Länder Lateinamerikas unterstützen Buenos Aires im Malvinas-Konflikt


Wie alle Besitztümer repräsentiert auch jene Inselgruppe im Südatlantik, die von den Argentiniern als Islas Malvinas für sich beansprucht, von den Briten jedoch als Falklandinseln ihnen zugehörig erachtet wird, einen mehr oder minder geronnenen Ausdruck bestehender Herrschaftsverhältnisse. Rund 500 Kilometer vor der Küste Argentiniens gelegen, mutet der Archipel auf den ersten Blick in geographischer Hinsicht wie ein vorgelagerter Teil des südamerikanischen Landes an. Bewohnt werden die Eilande andererseits fast ausschließlich von britischstämmigen Siedlern, die nicht unter argentinischer Oberhoheit leben wollen.

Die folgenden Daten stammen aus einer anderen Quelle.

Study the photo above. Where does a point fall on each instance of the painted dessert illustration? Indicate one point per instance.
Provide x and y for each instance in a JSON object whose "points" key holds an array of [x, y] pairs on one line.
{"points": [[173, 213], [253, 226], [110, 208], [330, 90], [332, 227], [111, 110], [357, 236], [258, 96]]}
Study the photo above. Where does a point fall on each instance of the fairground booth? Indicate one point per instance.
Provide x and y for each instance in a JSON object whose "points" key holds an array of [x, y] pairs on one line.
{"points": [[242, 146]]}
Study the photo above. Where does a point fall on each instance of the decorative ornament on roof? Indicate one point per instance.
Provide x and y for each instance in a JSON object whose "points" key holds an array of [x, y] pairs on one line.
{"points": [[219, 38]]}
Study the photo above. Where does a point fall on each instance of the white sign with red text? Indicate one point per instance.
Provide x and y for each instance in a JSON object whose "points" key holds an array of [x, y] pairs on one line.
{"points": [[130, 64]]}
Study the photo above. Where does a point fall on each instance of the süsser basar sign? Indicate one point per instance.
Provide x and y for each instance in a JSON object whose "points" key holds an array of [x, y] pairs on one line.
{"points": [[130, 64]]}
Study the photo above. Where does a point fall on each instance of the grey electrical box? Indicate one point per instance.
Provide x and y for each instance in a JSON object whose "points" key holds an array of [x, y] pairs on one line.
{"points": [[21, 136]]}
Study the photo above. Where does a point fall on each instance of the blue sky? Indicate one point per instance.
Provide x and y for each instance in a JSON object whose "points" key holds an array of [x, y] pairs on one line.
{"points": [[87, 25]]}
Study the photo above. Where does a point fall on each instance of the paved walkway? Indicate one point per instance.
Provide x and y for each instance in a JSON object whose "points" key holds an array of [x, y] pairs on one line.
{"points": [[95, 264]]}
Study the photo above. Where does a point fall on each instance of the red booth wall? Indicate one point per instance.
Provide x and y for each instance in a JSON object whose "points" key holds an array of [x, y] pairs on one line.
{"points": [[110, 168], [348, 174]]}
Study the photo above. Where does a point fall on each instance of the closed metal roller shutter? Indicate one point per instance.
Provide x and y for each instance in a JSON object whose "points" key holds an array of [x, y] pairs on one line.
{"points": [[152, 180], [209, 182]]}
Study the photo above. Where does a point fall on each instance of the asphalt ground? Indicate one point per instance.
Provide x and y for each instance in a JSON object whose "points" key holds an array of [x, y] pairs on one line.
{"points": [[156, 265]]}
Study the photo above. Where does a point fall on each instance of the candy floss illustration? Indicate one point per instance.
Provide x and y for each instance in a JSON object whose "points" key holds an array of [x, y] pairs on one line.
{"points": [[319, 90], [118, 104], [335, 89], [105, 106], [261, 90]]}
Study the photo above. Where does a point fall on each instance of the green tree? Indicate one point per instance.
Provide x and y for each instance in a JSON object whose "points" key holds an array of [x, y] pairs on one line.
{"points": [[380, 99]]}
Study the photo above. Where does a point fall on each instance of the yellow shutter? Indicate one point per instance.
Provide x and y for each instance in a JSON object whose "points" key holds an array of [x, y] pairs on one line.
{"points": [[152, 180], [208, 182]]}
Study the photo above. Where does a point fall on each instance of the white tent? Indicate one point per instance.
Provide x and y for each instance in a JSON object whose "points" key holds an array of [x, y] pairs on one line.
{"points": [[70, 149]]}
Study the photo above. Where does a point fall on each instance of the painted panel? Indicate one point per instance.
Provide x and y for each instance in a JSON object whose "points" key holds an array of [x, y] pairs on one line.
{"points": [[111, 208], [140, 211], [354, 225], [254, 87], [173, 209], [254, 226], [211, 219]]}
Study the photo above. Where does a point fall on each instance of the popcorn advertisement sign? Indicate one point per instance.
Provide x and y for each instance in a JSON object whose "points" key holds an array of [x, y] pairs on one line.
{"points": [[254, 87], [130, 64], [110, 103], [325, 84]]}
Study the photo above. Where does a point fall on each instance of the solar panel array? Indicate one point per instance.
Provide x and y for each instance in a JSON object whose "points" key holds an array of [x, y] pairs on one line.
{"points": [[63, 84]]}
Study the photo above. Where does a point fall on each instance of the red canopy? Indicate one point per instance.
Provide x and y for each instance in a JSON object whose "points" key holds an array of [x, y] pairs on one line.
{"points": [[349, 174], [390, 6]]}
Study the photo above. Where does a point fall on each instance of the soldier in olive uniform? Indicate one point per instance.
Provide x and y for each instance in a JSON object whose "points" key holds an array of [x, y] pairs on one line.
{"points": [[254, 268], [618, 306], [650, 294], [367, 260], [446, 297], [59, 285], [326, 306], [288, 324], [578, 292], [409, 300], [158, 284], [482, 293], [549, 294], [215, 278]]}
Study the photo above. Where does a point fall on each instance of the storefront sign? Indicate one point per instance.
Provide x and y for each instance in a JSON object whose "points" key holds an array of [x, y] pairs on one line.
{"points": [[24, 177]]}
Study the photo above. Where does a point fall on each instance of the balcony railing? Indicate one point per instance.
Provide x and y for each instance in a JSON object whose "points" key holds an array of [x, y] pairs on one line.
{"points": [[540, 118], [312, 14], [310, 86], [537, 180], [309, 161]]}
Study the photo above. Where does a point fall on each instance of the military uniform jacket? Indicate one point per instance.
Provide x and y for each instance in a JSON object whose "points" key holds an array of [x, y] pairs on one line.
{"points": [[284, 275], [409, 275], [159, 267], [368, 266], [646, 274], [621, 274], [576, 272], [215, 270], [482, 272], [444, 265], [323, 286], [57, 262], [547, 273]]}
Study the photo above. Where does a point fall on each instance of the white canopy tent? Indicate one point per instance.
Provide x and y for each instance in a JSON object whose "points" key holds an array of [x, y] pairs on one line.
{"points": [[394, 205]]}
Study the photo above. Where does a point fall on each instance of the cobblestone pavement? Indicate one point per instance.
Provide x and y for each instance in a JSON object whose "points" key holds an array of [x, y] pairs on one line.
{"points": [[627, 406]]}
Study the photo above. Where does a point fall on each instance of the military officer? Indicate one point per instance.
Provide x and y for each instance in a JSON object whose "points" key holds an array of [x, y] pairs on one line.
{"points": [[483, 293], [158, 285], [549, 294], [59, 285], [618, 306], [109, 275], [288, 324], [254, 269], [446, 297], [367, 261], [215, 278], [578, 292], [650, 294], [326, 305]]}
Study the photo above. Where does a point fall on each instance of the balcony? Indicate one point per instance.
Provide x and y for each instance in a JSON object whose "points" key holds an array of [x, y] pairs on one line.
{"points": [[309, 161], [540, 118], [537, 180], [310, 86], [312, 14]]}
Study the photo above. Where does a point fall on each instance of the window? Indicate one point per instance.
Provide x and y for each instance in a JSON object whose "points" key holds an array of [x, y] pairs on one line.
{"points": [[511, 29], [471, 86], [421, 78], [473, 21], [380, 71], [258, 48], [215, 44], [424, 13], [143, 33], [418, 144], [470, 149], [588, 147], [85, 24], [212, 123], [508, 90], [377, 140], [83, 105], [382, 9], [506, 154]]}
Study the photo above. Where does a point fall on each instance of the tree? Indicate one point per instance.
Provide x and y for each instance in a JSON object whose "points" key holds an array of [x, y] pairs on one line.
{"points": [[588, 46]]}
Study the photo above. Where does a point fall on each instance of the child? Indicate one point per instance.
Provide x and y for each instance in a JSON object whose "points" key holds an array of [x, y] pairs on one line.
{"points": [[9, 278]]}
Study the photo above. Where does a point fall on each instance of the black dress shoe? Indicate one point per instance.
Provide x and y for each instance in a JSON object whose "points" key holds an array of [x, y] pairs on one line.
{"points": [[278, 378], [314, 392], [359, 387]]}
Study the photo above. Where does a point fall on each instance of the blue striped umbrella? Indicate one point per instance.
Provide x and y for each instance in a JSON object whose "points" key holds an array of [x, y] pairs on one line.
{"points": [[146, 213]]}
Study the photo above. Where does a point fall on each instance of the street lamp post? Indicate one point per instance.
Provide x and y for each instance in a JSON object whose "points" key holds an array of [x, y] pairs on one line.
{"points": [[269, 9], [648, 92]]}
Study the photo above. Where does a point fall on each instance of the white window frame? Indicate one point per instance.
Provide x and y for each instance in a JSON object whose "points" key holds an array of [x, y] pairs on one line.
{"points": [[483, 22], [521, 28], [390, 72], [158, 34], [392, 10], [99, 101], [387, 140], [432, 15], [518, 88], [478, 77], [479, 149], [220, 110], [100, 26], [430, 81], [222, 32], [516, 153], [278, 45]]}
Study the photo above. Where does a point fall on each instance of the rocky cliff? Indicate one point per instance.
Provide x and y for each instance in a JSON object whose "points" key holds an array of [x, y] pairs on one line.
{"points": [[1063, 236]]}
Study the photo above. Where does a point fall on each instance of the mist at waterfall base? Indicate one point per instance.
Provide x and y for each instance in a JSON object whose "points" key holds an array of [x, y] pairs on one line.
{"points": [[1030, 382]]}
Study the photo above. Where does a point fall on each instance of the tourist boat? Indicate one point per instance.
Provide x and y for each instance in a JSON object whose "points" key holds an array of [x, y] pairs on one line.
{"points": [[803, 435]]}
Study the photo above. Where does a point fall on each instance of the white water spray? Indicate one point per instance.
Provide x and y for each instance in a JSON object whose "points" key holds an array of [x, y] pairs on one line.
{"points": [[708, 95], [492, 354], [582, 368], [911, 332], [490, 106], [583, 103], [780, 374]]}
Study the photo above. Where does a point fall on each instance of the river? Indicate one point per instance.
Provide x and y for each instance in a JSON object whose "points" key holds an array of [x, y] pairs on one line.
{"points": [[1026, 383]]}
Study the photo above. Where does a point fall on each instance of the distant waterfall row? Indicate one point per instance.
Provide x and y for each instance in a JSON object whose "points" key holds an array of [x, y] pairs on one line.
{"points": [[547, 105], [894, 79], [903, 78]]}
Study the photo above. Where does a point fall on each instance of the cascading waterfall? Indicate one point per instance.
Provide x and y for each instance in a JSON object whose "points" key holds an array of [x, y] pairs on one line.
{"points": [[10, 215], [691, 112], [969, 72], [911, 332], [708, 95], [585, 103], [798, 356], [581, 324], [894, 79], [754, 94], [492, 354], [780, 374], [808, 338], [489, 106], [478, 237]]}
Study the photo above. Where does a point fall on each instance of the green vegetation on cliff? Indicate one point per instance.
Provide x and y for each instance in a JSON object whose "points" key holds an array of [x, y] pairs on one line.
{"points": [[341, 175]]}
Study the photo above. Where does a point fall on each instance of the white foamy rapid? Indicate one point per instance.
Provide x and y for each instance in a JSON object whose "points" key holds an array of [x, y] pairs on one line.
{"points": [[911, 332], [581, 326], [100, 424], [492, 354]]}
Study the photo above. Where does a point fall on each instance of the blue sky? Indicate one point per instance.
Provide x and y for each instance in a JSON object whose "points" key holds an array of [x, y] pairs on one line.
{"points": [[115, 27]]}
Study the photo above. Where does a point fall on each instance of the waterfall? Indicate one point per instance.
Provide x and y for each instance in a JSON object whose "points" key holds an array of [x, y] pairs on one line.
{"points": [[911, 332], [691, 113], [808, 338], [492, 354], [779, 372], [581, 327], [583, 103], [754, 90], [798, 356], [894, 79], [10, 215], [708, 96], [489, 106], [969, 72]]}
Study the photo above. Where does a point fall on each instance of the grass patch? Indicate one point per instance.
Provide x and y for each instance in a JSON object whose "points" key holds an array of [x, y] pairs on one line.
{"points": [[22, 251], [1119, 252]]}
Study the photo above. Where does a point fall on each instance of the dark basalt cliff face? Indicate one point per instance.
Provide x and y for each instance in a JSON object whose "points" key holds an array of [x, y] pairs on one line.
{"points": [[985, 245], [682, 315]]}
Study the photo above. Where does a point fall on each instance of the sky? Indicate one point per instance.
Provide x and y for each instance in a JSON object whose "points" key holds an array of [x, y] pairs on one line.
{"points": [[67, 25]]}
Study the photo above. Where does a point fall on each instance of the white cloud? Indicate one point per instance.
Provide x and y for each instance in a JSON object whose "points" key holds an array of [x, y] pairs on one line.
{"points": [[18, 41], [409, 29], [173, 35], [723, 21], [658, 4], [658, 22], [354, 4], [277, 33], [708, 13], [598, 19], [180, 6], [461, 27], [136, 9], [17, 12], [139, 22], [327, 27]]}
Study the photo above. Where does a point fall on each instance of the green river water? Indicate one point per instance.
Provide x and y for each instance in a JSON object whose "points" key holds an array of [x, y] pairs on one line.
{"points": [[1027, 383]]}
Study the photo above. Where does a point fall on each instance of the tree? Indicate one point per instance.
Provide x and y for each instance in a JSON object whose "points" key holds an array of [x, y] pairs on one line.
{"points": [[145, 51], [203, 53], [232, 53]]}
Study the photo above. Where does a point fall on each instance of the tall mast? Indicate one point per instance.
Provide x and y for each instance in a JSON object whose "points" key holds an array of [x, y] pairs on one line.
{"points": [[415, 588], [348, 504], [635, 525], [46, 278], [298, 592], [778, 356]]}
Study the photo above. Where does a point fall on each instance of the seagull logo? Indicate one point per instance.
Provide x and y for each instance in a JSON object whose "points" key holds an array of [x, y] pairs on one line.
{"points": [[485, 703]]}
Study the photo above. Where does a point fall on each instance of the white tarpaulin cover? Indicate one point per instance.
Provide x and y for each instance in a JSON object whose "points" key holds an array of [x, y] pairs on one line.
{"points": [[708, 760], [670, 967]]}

Ein Blick in die Geschichte offenbart die Wechselfälle kolonialer und imperialistischer Kämpfe, aus denen Britannien bislang als Sieger hervorgegangen ist. Angeblich wurde der Archipel 1592 von einem britischen Segler entdeckt, was nicht mehr oder weniger bedeutet, als daß er bis dahin kein Objekt der Inbesitznahme war. Die Inselgruppe befand sich zeitweilig in französischem, spanischem und englischem Besitz. Spanien zog sich 1811 von den Islas Malvinas zurück, doch ist Buenos Aires der Auffassung, daß die Spanier ihre Souveränität über die Inseln nie aufgegeben haben. Argentinien leitet daraus seine Ansprüche in Rechtsnachfolge nach der Entkolonialisierung ab.

Die Argentinier erhoben seit ihrer Unabhängigkeit im Jahr 1816 ihrerseits Anspruch auf die Malvinas. Als sie jedoch wenig später den Versuch unternahmen, eine Kolonie auf den Inseln zu gründen, wurde dies 1831 von den USA mit militärischen Mitteln beendet. 1833 errichteten die Briten dort einen Flottenstützpunkt, wobei sie sich heute in ihren Ansprüchen darauf berufen, daß es sich bei der Besetzung durch das britische Königreich um "herrenloses" Gebiet gehandelt habe. Nachdem ihnen die Falklandinseln 1835 endgültig zugeschlagen worden waren, reklamierten sie zwar in der Folge einen dauerhaften Besitzstand für sich, der als Erbe kolonialistischer Expansion jedoch seit dessen weltweitem Niedergang keineswegs unumstritten ist. [1]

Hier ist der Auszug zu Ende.